And so he was quiet, and that very night
As Tom was a sleeping, he had such a sight,
That thousands of sweepers, Dick, Joe, Ned, and Jack,
Were all of them locked up in coffins so black.
And by came an angel, who had a bright key,
And he opened the coffins, and set them all free;
Then down a green plain, leaping, laughing, they run,
And wash in a river, and shine in the sun,
Then naked and white, all their bags left behind,
They rise upon clouds, and sport in the wind;
And the angel told Tom, if he’d be a good boy
He’d have God for his father, and never want joy.
And so Tom awoke, and we rose in the dark,
And got with our bags and our brushes to work;
Though the morning was cold, Tom was happy and warm,
So if all do their duty they need not fear harm.
Dining with Duke Humphrey,
May Day Honours to Him.
In old St. Paul’s cathedral “within a proper chappel purposely made for him,” and in a proper tomb, sir John Beauchamp, constable of Dover, and warden of the cinque ports, was buried in the year 1358. “This deceased nobleman,” says Stow, “by ignorant people hath been erroneously mistermed and said to be duke Humfrey, the good duke of Gloucester, who lyeth honourably buried at Saint Albans in Hartfordshire, twenty miles from London; in idle and frivolous opinion of whom, some men, of late times, have made a solemne meeting at his tombe upon Saint Andrewe’s day in the morning (before Christmasse) and concluded on a breakfast or dinner, as assuring themselves to be servants, and to hold diversity of offices under the good duke Humfrey.”
Stow’s continuator says, “Likewise, on May-day, tankard bearers, watermen, and some other of like quality beside, would use to come to the same tombe early in the morning, and, according as the other, deliver serviceable presentation at the same monument, by strewing herbes, and sprinkling faire water on it, as in the duty of servants, and according to their degrees and charges in office: but (as Master Stow hath discreetly advised such as are so merrily disposed, or simply profess themselves to serve duke Humfrey in Pauls) if punishment of losing their dinners daily, there, be not sufficient for them, they should be sent to St. Albans, to answer there for their disobedience, and long absence from their so highly well deserving lord and master, as in their merry disposition they please so to call him.”
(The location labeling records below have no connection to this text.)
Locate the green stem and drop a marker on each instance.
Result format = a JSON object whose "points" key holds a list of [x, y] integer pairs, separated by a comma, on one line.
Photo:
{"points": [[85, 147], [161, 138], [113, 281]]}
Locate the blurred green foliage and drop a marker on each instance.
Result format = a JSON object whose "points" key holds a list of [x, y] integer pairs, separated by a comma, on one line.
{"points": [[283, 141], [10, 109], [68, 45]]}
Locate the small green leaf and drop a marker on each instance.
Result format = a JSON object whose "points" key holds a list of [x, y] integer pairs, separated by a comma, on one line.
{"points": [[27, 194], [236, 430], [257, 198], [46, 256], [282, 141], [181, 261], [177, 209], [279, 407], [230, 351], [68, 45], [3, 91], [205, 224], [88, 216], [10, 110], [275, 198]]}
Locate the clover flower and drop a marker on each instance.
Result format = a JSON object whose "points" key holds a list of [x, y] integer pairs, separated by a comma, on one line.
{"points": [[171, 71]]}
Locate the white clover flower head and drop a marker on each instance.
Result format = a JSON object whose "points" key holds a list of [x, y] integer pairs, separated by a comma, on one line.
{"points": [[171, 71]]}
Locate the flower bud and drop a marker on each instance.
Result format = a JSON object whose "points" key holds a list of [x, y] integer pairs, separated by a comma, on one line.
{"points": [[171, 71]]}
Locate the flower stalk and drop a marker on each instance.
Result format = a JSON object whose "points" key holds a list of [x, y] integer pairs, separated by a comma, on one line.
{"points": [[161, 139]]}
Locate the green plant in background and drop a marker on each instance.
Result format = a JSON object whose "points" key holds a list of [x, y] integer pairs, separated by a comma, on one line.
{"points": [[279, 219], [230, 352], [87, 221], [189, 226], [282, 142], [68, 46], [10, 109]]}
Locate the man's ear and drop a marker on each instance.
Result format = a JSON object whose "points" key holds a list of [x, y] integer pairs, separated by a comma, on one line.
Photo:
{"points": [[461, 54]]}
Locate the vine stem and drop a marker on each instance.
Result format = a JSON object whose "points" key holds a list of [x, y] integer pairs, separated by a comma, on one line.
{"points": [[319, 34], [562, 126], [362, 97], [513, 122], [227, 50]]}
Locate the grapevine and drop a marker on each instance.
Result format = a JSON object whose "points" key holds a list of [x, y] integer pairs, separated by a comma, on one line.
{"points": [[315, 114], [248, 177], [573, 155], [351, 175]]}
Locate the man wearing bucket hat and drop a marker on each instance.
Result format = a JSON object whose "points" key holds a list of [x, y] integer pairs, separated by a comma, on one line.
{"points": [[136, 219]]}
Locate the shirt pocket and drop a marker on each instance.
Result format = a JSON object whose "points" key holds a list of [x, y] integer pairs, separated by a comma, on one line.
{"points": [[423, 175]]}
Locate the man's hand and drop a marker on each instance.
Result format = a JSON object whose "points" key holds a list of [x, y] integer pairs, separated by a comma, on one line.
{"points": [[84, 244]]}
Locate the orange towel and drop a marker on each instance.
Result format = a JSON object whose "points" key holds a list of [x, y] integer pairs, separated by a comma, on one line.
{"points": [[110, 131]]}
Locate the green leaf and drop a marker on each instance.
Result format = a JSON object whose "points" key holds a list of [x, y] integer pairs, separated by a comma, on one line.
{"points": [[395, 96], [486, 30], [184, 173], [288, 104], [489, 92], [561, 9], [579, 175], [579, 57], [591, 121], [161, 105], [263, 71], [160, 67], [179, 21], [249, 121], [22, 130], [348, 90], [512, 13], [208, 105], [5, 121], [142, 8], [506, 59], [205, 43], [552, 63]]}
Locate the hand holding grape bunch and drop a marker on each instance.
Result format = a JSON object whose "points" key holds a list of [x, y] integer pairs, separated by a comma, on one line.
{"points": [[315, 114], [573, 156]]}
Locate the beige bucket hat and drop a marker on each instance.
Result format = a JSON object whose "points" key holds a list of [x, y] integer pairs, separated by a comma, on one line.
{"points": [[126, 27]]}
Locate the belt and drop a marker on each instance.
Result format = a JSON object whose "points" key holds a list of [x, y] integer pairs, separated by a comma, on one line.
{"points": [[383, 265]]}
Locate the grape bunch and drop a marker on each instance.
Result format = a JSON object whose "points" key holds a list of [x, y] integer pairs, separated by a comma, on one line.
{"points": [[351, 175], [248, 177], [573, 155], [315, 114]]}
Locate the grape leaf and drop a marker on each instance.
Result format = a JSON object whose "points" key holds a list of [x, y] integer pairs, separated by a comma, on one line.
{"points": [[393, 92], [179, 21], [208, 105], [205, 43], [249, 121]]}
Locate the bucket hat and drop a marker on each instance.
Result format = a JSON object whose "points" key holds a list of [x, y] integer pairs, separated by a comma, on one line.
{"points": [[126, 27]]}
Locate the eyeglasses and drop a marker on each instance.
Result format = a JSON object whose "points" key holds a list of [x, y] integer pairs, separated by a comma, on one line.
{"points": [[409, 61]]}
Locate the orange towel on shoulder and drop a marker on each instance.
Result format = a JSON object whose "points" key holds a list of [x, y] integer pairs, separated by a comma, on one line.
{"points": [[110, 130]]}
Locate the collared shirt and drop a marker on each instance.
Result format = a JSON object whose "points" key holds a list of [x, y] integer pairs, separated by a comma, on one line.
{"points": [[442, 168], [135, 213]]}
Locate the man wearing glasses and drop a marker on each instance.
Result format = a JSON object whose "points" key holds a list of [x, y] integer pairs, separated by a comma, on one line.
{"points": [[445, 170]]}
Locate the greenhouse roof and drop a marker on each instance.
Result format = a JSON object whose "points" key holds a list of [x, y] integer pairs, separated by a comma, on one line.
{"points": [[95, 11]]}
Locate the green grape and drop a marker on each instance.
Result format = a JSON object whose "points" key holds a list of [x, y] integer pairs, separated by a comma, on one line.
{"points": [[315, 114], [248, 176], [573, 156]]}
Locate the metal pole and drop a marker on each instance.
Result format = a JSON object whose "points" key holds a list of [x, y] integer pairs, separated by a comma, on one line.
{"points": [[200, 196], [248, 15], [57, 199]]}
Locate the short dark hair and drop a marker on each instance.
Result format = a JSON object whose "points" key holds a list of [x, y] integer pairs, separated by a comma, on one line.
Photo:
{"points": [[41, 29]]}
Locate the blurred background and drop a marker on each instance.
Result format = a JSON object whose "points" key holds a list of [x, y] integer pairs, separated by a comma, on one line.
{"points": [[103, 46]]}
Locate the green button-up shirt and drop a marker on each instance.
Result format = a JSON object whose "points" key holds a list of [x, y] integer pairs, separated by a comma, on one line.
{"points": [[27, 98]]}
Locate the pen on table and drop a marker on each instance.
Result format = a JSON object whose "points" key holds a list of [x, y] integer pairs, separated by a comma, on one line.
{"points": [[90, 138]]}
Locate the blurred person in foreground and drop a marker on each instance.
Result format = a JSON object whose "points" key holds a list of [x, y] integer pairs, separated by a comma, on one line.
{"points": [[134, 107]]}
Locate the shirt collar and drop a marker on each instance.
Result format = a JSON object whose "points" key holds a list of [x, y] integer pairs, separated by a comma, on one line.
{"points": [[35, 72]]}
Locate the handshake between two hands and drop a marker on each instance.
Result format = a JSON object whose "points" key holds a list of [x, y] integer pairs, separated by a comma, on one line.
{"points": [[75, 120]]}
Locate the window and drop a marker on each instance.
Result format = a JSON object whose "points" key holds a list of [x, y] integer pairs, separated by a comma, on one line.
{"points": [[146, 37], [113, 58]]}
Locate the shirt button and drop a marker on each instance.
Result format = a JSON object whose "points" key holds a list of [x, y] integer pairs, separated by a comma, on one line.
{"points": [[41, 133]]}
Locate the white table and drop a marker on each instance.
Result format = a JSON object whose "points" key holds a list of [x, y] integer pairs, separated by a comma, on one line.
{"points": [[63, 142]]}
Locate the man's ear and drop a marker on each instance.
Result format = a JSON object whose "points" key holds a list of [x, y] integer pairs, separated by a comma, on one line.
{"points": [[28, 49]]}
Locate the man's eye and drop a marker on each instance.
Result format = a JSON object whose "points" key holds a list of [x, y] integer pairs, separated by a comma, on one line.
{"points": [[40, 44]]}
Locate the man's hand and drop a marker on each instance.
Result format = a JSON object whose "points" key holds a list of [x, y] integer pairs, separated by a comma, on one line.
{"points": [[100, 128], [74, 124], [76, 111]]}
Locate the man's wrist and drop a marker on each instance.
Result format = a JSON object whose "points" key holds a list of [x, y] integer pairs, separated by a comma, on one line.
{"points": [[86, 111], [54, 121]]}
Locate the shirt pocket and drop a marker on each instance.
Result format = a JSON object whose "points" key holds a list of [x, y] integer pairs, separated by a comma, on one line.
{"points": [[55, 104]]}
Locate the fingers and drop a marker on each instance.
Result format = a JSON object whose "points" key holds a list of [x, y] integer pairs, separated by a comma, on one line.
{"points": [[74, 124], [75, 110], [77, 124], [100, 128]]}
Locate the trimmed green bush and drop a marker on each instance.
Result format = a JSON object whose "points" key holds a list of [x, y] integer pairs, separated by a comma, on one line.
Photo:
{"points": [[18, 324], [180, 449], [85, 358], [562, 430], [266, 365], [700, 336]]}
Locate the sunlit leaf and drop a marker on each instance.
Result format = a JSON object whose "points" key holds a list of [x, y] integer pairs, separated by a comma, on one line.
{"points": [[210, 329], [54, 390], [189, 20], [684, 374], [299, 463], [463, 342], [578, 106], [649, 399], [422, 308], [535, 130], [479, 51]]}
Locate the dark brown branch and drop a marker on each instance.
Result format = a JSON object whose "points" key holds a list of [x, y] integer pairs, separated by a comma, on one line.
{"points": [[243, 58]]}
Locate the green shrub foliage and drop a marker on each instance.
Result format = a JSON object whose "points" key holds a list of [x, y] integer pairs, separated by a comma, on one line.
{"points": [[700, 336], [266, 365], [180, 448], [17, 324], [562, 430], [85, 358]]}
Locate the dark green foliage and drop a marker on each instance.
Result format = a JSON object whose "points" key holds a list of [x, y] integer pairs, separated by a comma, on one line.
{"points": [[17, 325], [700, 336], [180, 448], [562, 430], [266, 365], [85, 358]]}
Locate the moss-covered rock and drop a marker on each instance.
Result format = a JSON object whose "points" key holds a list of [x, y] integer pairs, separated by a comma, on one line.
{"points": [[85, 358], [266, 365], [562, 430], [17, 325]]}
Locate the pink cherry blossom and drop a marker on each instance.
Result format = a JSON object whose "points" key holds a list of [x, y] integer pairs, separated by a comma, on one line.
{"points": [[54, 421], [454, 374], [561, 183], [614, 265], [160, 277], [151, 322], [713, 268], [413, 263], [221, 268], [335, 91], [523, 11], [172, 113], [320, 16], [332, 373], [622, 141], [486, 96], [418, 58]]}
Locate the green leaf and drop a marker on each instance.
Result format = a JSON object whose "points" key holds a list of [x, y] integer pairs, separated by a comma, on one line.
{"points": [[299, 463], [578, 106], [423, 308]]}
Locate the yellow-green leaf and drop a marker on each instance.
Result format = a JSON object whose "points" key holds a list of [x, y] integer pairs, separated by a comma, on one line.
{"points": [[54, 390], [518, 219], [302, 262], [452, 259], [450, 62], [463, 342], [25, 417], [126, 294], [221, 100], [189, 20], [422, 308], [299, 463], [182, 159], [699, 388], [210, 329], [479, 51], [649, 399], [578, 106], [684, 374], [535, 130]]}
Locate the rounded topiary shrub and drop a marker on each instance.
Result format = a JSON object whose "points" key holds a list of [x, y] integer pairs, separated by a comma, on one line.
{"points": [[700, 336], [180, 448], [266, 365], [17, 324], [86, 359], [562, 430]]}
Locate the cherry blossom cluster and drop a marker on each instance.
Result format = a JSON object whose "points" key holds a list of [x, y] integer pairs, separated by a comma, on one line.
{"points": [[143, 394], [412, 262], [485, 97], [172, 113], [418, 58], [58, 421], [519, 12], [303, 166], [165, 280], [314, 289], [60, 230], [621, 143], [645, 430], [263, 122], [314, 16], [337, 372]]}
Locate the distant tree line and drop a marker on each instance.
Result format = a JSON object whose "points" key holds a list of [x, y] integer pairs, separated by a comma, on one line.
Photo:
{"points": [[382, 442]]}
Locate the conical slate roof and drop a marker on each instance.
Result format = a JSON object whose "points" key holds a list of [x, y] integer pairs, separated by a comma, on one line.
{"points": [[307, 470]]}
There can be no doubt that this mock solemnity on May-day, and the feast of St. Andrew, on pretence of attending a festival in Paul’s, on the invitation of a dead nobleman in another place, gave rise to the saying concerning “dining with duke Humfrey.” It is still used respecting persons who inquire “where shall I dine?” or who have lost, or are afraid of “losing their dinners.”